The value of bringing structured and unstructured information together

It is half past four. Regional sales manager John Smith has just received a call from his sales director requesting a progress meeting early the next morning. He promptly accesses the company’s business intelligence (BI) system and, as if by magic, it collates transactional data from the customer relationship management (CRM) system to reveal that one member of his sales team may be about to miss their target.

In a traditional business intelligence system, that is where the process ends. While BI tools may provide a view of the business at a glance, they don’t necessarily provide enough context to really solve the problem.

By using a search tool through his customised portal to drill down into related unstructured data – email, instant messaging exchanges, voice-over-IP calls – Smith can find out a little more.

He soon sees that the sales representative who is underperforming has sent 83 emails to one particular customer.
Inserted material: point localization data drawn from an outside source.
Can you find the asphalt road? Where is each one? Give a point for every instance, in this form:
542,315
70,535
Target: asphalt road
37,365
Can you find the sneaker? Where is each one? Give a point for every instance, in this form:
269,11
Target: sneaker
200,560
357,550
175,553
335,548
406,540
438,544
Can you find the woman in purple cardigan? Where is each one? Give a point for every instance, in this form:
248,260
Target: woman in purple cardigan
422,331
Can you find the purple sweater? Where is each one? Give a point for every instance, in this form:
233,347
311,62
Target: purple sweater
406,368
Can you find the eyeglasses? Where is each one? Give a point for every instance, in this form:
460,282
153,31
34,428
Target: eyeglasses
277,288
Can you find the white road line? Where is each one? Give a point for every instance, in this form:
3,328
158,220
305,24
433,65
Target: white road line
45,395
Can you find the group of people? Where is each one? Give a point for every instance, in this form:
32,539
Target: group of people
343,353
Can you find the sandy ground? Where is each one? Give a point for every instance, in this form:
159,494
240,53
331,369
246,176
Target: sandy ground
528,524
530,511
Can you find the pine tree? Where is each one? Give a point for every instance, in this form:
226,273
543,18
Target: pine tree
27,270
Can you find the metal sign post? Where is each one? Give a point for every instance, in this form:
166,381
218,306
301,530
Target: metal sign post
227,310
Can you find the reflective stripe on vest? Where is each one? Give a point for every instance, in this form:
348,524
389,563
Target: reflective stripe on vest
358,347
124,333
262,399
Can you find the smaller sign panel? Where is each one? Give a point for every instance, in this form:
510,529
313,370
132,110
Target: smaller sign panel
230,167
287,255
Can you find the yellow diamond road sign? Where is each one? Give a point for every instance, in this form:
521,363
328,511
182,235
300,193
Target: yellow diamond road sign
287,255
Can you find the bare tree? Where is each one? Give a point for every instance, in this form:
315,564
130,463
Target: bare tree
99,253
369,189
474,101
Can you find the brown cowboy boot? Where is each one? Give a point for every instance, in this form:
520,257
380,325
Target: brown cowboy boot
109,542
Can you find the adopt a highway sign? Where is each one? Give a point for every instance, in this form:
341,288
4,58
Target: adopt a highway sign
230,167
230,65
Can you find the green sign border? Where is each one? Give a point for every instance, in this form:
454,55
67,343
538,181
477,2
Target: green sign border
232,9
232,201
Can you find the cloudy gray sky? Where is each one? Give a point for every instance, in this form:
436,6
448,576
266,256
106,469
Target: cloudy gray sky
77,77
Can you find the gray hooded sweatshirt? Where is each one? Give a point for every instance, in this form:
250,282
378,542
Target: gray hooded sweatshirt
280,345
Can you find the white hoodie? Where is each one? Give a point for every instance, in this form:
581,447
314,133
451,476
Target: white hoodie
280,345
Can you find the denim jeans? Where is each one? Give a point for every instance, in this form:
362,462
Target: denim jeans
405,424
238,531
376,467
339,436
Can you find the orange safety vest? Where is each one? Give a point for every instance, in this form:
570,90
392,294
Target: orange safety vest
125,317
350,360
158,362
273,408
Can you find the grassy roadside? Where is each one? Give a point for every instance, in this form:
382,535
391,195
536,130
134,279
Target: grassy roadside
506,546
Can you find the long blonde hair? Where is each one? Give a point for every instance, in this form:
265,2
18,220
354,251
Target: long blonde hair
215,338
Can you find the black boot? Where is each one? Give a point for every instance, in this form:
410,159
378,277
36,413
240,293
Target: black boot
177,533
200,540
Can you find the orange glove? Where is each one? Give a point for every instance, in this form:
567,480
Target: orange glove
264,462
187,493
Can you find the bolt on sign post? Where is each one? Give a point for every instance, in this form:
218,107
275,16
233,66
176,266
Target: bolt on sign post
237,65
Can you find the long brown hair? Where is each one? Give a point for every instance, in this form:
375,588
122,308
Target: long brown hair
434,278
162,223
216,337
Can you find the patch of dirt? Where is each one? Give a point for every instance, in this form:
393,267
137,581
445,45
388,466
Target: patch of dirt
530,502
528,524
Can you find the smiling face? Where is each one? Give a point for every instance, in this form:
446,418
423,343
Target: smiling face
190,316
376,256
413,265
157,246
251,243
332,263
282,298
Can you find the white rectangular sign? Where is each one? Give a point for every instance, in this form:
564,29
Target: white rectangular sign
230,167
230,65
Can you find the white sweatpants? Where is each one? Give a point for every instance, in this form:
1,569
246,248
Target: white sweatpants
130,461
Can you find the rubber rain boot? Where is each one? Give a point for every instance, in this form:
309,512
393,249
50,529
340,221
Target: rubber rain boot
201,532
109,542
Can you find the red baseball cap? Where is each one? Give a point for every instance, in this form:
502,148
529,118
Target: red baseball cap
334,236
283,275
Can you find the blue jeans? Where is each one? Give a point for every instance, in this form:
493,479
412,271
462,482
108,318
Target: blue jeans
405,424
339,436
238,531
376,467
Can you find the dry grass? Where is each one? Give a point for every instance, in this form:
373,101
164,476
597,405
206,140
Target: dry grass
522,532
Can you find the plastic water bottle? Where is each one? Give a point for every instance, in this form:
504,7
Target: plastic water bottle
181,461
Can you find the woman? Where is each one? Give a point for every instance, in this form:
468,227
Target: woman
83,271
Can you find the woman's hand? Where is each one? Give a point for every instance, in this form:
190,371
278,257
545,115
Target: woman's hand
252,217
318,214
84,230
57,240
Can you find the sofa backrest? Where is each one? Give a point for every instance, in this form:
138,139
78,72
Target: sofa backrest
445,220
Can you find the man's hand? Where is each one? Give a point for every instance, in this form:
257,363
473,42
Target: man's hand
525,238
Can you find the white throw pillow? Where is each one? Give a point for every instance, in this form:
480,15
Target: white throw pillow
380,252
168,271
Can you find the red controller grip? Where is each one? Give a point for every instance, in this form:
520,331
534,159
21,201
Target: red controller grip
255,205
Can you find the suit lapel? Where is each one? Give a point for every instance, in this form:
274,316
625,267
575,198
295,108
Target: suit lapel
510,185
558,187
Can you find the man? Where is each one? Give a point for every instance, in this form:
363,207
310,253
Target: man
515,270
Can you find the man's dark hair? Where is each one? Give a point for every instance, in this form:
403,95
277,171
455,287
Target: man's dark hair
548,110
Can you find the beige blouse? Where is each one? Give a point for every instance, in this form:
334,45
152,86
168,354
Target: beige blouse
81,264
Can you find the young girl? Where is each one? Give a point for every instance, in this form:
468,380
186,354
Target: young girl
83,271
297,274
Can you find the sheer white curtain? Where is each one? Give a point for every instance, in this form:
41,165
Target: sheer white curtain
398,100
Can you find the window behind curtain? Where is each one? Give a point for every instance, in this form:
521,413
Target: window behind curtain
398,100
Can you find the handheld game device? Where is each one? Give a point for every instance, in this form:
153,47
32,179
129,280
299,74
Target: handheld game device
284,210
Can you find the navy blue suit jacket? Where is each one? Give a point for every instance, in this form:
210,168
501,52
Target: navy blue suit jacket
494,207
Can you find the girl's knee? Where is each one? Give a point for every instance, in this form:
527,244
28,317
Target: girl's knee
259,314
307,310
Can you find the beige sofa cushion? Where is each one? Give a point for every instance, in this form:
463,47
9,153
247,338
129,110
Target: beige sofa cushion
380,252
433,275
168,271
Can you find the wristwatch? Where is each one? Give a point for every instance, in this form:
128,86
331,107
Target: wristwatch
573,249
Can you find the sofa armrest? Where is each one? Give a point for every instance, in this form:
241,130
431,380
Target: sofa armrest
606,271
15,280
That might raise an alert, says Sid Probstein, vice president of the CTO office at Fast Search & Transfer, who provides this example.
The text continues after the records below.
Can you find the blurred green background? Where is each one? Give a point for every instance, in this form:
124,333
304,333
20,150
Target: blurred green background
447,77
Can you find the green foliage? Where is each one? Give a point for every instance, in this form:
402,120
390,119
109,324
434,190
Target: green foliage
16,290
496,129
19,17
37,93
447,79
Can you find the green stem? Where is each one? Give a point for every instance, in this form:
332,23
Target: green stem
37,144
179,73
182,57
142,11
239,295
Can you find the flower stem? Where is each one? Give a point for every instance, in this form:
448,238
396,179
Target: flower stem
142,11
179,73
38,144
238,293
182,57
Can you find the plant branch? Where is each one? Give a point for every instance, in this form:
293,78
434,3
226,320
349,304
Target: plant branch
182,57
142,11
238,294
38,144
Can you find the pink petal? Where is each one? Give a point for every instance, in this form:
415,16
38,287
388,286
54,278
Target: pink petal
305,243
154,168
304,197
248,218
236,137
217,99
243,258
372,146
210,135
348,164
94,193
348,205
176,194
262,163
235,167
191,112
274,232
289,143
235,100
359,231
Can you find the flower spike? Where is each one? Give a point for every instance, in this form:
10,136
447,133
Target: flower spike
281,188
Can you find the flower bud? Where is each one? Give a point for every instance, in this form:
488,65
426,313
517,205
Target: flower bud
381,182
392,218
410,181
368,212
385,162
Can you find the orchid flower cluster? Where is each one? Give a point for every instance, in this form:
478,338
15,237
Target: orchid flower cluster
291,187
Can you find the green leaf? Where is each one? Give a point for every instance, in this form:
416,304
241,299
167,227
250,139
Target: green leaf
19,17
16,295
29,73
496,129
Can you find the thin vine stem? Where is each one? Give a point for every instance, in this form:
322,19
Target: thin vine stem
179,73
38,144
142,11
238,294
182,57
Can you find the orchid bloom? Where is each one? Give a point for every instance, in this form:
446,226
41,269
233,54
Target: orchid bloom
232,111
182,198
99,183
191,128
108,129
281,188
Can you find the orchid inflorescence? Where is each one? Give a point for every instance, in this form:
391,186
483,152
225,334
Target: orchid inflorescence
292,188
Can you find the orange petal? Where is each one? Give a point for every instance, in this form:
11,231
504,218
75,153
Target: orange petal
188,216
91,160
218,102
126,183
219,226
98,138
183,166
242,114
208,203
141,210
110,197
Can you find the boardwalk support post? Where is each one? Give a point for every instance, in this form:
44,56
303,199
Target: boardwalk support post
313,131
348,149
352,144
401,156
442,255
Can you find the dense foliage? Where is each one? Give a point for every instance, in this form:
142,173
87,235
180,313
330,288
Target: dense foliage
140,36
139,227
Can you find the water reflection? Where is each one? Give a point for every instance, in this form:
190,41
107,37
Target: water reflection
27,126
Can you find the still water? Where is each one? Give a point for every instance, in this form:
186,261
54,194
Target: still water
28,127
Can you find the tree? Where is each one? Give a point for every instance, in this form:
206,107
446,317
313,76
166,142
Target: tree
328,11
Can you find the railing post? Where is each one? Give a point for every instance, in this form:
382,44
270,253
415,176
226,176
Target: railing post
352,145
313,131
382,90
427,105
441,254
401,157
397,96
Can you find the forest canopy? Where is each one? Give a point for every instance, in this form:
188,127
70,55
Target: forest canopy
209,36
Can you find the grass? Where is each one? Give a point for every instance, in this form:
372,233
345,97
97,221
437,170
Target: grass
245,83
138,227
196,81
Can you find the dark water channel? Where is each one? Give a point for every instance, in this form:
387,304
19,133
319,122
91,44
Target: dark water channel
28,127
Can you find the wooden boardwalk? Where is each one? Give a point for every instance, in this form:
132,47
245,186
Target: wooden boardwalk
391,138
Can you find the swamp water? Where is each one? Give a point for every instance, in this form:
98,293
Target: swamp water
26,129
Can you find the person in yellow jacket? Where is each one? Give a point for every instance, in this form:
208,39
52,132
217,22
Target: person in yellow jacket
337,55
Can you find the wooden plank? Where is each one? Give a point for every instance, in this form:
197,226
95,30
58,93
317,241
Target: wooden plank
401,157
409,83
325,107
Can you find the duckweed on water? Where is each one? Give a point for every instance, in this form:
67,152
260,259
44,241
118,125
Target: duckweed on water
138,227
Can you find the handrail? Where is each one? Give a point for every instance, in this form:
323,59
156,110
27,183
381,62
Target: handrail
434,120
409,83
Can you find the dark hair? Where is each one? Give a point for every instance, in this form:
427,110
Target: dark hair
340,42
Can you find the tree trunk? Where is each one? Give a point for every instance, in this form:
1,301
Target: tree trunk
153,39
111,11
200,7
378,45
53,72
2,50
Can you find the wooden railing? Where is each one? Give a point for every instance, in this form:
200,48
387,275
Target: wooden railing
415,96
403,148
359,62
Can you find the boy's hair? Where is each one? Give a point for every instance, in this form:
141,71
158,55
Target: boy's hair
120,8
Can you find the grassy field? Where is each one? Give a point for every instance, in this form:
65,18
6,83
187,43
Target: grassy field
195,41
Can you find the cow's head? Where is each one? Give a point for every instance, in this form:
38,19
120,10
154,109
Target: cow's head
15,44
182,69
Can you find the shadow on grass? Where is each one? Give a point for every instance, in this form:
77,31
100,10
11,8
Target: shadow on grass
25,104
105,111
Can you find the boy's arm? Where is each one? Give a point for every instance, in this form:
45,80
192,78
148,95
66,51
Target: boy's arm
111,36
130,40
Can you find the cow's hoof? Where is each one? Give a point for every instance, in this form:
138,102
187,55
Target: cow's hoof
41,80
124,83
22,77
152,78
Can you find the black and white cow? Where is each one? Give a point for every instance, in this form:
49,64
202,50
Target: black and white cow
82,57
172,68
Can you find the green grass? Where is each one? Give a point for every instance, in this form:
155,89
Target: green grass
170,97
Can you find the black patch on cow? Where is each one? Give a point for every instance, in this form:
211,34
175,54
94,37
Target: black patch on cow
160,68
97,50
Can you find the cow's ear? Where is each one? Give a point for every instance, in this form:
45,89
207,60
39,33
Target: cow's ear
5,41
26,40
“We could then use sentiment analysis to see that 60% those 83 emails were negative in tone,” adds Probstein. “Because you have the structured and unstructured data together, you can get exactly the right answers on the fly.” In this case, the sales representative has spent too much time in an unresolved dispute with a single customer when he should have been selling elsewhere.

This is a positive example: a demonstration that not only is unstructured information available and accessible, but that the limiting technical divide between unstructured and structured information can be overcome by integrating different systems. In fact, more sophisticated enterprise search tools and content management systems now mean that unstructured information can be managed and interrogated spontaneously, just as if it were structured.

Beyond structure

Storing structured information is a given. In most cases it is already held in the tables of a relational or multi-dimensional database that can be easily queried. The challenge for businesses now is to decide which elements of that information should be analysed, which unstructured information should be captured alongside it, and how to store and present the whole mixed picture all in such a way that it is useful. “People have suddenly woken up to the fact that there is a lot of information in email, instant messaging and desktop files,” says Royce Bell, CEO of Accenture’s Information Management Services practice, which advises on how companies can develop and implement an overall information management strategy.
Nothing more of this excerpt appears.